Know Your English Literature Part. III

Limerick: Humorous nonsense jingle, usually consisting of two long rhyming lines followed by two short rhyming lines and a longer final line that rhymes with the first two or, more strictly, ends on the same word as the first line. Limericks often begin, ‘There was a …’, as in this one by Edward Lear:

There was a Old Man with a beard,

Who said, ‘It is just as I feared!-

Two owls and a hen,

Four larks and a wren,

Have all built their nests in my beard!

The Lord of the Rings: Fantasy novel by J.R.R.Tolkein, published in three volumes between 1954 and 1955. It is a sequel to his earlier novel The Hobbit, published in 1937. Four Hobbits, Frodo, Sam Merry and Pippin, set out on a dangerous mission to prevent the evil Sauron from obtaining a golden ring which will give him power to control the world. The hobbits’ mission is aided by the Elves and by the good wizard Gandalf, but on several occasions they almost lose their lives in doing battle with the fearsome Orcs, Ring wraiths and other agents of Sauron. Eventually the ring is destroyed, Sauron falls and benevolent human ruler established in his place.

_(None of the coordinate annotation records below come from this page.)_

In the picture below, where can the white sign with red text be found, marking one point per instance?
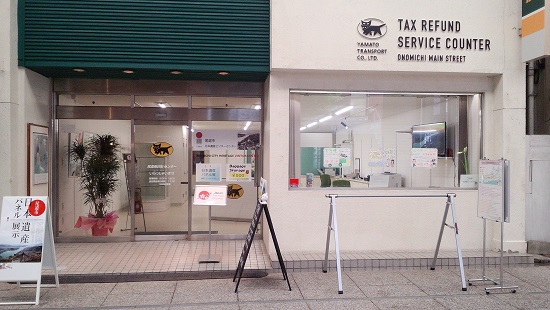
(22, 229)
(210, 195)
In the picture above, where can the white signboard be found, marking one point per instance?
(490, 190)
(210, 195)
(336, 157)
(226, 140)
(421, 157)
(209, 173)
(238, 172)
(22, 228)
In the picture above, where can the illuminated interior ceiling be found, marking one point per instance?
(365, 108)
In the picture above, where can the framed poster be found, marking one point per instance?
(37, 155)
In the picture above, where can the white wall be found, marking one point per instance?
(24, 98)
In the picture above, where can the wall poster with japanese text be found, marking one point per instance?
(226, 140)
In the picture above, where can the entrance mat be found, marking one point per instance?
(150, 276)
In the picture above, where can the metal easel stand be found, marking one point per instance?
(210, 258)
(333, 226)
(500, 281)
(451, 203)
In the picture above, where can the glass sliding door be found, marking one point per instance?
(161, 183)
(225, 153)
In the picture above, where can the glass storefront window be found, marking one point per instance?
(363, 140)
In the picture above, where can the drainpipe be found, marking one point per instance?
(531, 98)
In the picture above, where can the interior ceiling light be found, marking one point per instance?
(326, 118)
(344, 110)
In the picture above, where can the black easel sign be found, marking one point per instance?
(260, 206)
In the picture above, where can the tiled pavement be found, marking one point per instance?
(366, 289)
(175, 260)
(107, 275)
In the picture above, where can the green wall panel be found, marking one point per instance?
(198, 37)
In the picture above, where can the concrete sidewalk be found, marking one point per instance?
(368, 289)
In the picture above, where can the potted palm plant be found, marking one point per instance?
(99, 164)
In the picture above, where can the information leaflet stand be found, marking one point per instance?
(494, 204)
(260, 206)
(26, 243)
(333, 226)
(210, 195)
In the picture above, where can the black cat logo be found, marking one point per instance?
(234, 191)
(372, 28)
(161, 149)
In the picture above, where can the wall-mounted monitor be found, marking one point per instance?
(432, 135)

Middle English: Form of English written and spoken from 1150 to 1500. Its basis was the Germanic language Old English- also called Anglo-Saxon- with the addition after the Norman Conquest of 1066 of a large number of Norman French words. It had no standard system of spelling and there were five dialects in Middle English: East Midland, West Midland, Southeastern, South Western and Northern. Much literature of the time was written in the two Midlands dialects, and it was a London version of East Midlands that developed into Modern English.